Spikeopath Man Without A Star is directed by King Vidor and adapted by Borden Chase & D. D. Beauchamp from the Dee Linford novel. It stars Kirk Douglas, Jeanne Crain, Claire Trevor, William Campbell & Richard Boone. Photographed by Russell Metty in Technicolor around the Thousand Oaks area in California, with the title song warbled by Frankie Laine.Dempsey Rae (Douglas) is easy going and a lover of life, so much so he has no qualms about befriending young hot head Jeff Jimson (Campbell). The pair, after a scare with the law, amble into town and find work at a ranch owned by the mysterious Reed Bowman. Who after finally showing up turns out to be a lady (Crain), with very ambitious plans. As sexual tensions start to run high, so do tempers, as the boys find themselves in the middle of a range war.It's all very conventional stuff in the grand scheme of range war Western things, but none the less it manages to stay well above average in spite of a tricky first quarter. For the fist part Vidor and Douglas seem to be playing the film for laughs, with the actor mugging for all he is worth. Add in the wet behind the ears performance of Campbell and one wonders if this is going to be a spoof. But once the lads land in town and the girls show up (Trevor classy, Crain smouldering), the film shifts in gear and starts to get edgy with Vidor proving to have paced it wisely. The thematics of era and lifestyle changes, here signified by barbed wire, are well written into the plot. While interesting camera angles and biting photography keep the mood sexually skew whiff. Boone lifts proceedings with another fine villain performance, and Jay C. Flippen in support is as solid as he almost always was. 7/10
caa821 I'd seen this film before, and had I rated it then, I would give it perhaps 7*, tops. But viewing it now, it is a solid 10*, but not for the usual reasons.Viewd 50 years after original release, it provides a perfect example of 1950's films (right in the middle of the decade). It's far from the best Western - of that period or any other, and is way down the list of Kirk Douglas movies (even among his Westerns alone). It has every bit as many cliché characters and lines as Mel Brooks' "Blazing Saddles," which was all-parody.

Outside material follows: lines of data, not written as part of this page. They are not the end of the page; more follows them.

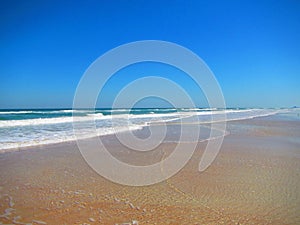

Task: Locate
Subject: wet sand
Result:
[0,116,300,224]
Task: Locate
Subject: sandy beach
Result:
[0,115,300,224]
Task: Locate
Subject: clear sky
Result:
[0,0,300,108]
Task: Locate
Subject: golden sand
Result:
[0,119,300,224]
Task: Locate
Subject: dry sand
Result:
[0,117,300,224]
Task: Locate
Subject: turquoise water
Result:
[0,108,290,150]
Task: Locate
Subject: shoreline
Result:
[0,117,300,225]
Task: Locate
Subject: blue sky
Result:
[0,0,300,108]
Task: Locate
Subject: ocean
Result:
[0,108,287,151]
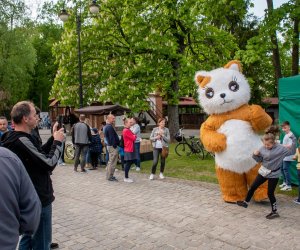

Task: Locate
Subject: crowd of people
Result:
[72,114,170,183]
[0,101,300,250]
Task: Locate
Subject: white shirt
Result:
[282,131,294,161]
[155,140,162,148]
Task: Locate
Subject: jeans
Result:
[90,152,100,168]
[19,204,52,250]
[134,142,141,168]
[105,146,109,166]
[281,161,291,186]
[74,144,89,170]
[297,169,300,201]
[151,148,166,174]
[57,142,65,165]
[125,160,135,178]
[106,146,119,180]
[245,174,278,211]
[85,148,92,164]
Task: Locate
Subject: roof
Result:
[49,99,59,107]
[163,97,199,106]
[263,97,278,105]
[74,105,131,115]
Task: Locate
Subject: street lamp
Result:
[59,0,100,108]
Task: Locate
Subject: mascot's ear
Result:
[224,60,242,72]
[195,71,210,88]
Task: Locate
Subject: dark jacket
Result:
[72,122,92,145]
[90,134,102,153]
[1,131,62,207]
[0,147,41,250]
[104,124,120,148]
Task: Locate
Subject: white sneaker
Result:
[294,199,300,205]
[279,182,286,188]
[124,178,133,183]
[280,185,292,191]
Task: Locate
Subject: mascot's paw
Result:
[204,133,226,153]
[216,167,248,203]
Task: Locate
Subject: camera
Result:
[56,115,63,130]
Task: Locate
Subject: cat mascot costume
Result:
[195,61,272,202]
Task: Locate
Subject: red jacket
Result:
[122,128,136,153]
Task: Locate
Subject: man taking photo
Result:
[1,101,64,250]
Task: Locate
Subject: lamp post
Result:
[59,0,100,108]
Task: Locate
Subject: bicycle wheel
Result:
[175,143,192,156]
[65,144,75,160]
[194,141,204,160]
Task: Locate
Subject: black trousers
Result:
[151,148,166,174]
[90,152,100,168]
[245,174,278,211]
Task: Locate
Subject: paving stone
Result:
[39,162,300,250]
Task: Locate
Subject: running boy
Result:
[237,126,296,219]
[279,121,296,191]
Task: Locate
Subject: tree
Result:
[28,22,62,110]
[0,1,36,110]
[52,0,237,138]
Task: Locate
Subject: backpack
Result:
[119,135,124,148]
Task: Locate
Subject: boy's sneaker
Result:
[266,211,279,220]
[236,201,248,208]
[279,182,286,188]
[124,178,133,183]
[280,185,292,191]
[294,199,300,205]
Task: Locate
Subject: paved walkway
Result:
[52,165,300,250]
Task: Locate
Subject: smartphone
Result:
[56,115,63,130]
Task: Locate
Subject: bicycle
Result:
[175,128,204,160]
[65,141,75,160]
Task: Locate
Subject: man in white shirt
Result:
[279,121,296,191]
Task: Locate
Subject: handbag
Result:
[258,165,272,177]
[161,146,169,158]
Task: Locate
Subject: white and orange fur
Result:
[195,61,272,202]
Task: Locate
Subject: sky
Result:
[24,0,288,18]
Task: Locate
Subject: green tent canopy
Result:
[279,75,300,185]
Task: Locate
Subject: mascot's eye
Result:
[228,81,239,92]
[205,88,215,99]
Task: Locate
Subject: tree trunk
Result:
[168,59,180,141]
[292,17,300,76]
[168,20,187,141]
[267,0,282,95]
[168,104,179,142]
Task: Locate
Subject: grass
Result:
[65,143,298,197]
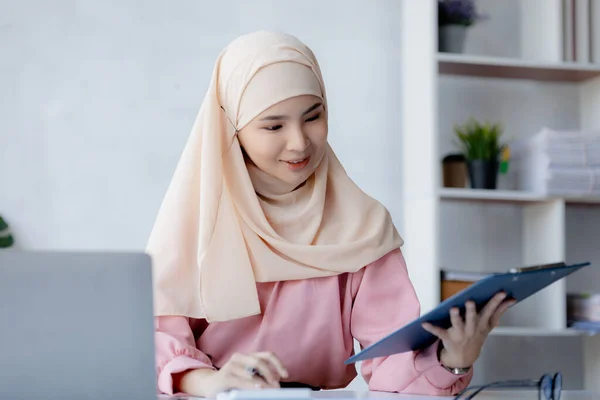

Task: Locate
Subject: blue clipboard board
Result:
[344,262,590,365]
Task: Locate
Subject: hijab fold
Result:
[147,31,403,322]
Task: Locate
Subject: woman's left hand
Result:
[423,293,515,368]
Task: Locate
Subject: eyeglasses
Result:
[454,372,562,400]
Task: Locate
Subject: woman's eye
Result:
[306,113,321,122]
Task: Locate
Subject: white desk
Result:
[159,390,600,400]
[313,389,600,400]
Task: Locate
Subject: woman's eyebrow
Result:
[259,102,323,121]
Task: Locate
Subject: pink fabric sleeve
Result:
[350,249,473,396]
[154,316,214,395]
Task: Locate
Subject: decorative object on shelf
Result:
[567,293,600,335]
[442,153,467,188]
[438,0,484,53]
[0,216,15,248]
[511,127,600,198]
[454,118,510,189]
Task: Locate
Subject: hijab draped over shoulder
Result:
[147,31,403,322]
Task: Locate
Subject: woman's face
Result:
[238,95,327,191]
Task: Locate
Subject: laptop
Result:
[0,249,158,400]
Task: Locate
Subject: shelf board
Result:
[439,188,551,203]
[490,326,588,336]
[438,188,600,205]
[437,53,600,82]
[565,197,600,205]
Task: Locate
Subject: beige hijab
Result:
[147,32,402,322]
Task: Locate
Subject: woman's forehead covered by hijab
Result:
[218,32,325,130]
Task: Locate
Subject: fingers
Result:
[479,292,506,328]
[465,300,477,335]
[450,307,465,332]
[490,300,517,327]
[421,322,448,341]
[256,352,289,378]
[231,354,281,387]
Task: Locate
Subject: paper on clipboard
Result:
[345,262,590,364]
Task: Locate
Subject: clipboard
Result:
[344,262,590,365]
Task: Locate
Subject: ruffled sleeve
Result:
[154,316,215,395]
[350,249,473,396]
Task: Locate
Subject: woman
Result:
[148,32,510,397]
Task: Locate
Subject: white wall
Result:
[0,0,402,250]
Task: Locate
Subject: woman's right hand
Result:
[178,352,288,398]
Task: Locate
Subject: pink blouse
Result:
[156,249,473,395]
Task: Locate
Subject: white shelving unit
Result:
[400,0,600,391]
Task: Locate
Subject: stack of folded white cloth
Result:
[510,128,600,197]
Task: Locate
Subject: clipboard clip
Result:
[508,262,566,274]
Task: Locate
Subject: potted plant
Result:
[0,216,15,248]
[438,0,484,53]
[454,118,507,189]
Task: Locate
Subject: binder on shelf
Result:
[345,262,590,364]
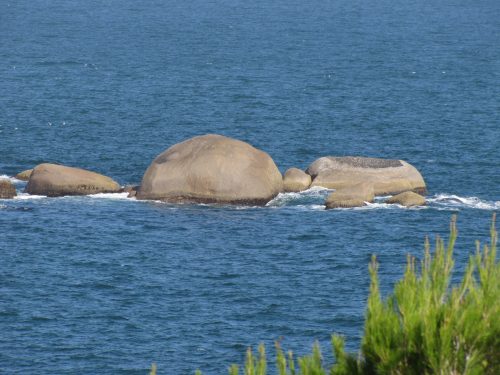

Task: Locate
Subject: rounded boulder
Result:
[0,178,17,199]
[136,134,283,205]
[283,168,311,192]
[26,163,120,197]
[306,156,426,195]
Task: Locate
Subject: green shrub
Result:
[151,215,500,375]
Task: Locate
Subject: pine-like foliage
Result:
[170,216,500,375]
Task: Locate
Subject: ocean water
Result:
[0,0,500,374]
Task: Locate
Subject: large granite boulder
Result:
[0,178,17,199]
[136,134,283,204]
[385,191,425,207]
[15,169,33,181]
[306,156,426,195]
[325,182,375,209]
[26,163,120,197]
[283,168,311,192]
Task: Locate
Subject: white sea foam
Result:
[0,174,24,184]
[14,193,47,200]
[88,192,135,200]
[427,194,500,210]
[266,186,332,207]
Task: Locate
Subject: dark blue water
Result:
[0,0,500,374]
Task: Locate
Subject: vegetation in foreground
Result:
[151,216,500,375]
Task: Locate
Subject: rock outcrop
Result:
[306,156,426,195]
[283,168,311,192]
[385,191,425,207]
[121,185,139,198]
[0,178,17,199]
[15,169,33,181]
[136,134,283,205]
[325,182,375,209]
[26,163,120,197]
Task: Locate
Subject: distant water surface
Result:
[0,0,500,374]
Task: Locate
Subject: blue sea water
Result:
[0,0,500,374]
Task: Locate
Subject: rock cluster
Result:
[9,134,426,209]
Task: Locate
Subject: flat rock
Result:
[325,182,375,209]
[283,168,311,192]
[306,156,426,195]
[385,191,426,207]
[26,163,120,197]
[136,134,283,205]
[0,178,17,199]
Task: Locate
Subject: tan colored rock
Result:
[385,191,426,207]
[136,134,283,204]
[283,168,311,192]
[122,185,139,198]
[26,163,120,197]
[306,156,426,195]
[0,178,17,199]
[325,182,375,209]
[15,169,33,181]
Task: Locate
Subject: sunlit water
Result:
[0,0,500,374]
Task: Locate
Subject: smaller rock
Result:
[121,185,140,198]
[283,168,311,192]
[25,163,120,197]
[385,191,425,207]
[325,182,375,209]
[15,169,33,181]
[0,178,17,199]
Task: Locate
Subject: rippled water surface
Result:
[0,0,500,374]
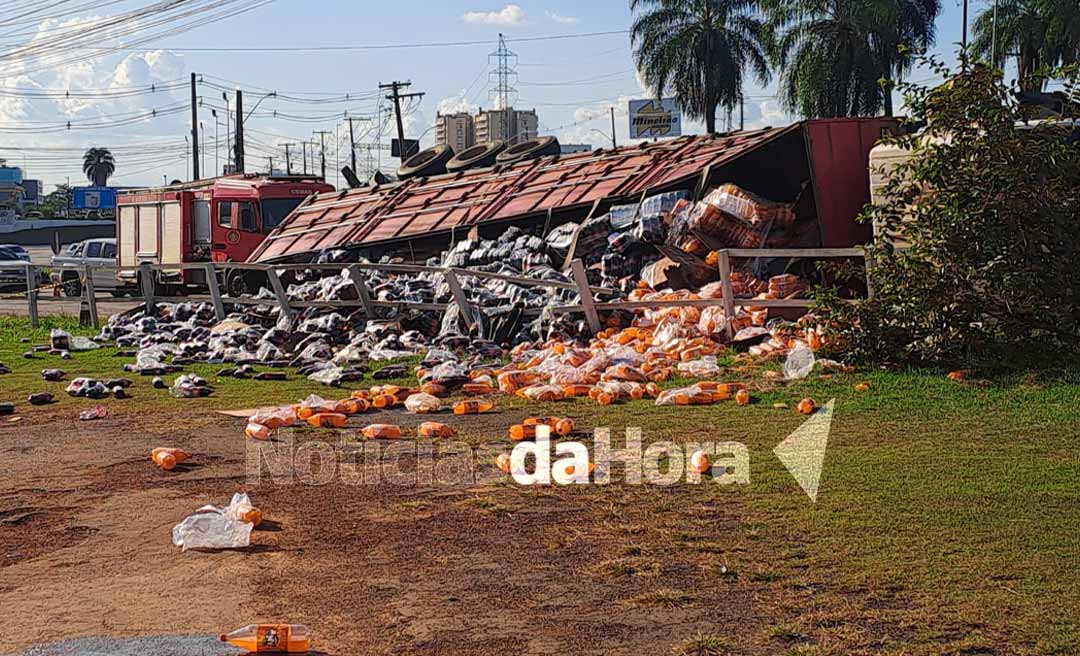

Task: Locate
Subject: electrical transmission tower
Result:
[487,35,517,143]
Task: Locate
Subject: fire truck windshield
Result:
[262,198,303,232]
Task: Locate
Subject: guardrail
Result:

There is the beautiful, tough-yet-feminine ranch owner (Crain), the "kid" (Campbell), the fast gun and evil killer-type (Boone and Elam), the crusty top hand (Flippen), and, yes indeed, the whore-with-the-heart-of gold (Trevor).One thing about today's flicks - they'd probably have dulled Kirk's smile a bit, given Crain a little less make-up, etc. In these period films in the 1950's, Kirk looked more like his mouth contained perhaps six figures of dental work (wait, it did!). He and Crain were so well-coiffed, you could swear they's had recent $100 visits (at 1950's prices) to high-class salons, augmented before shooting by highly-paid studio stylists (do you think they might have?), and their clothes seemed as if they might have been professionally cleaned and laundered, where in the "Old West" they'd have been cleaned with cistern water, lye soap and a washboard.However, it is the wonderful clichés - visual and verbal - and the nostalgia of the 1950's genre, as well as the cast of well-known figures, now either gone or very elderly, in their younger days, which makes this a 10* for me today.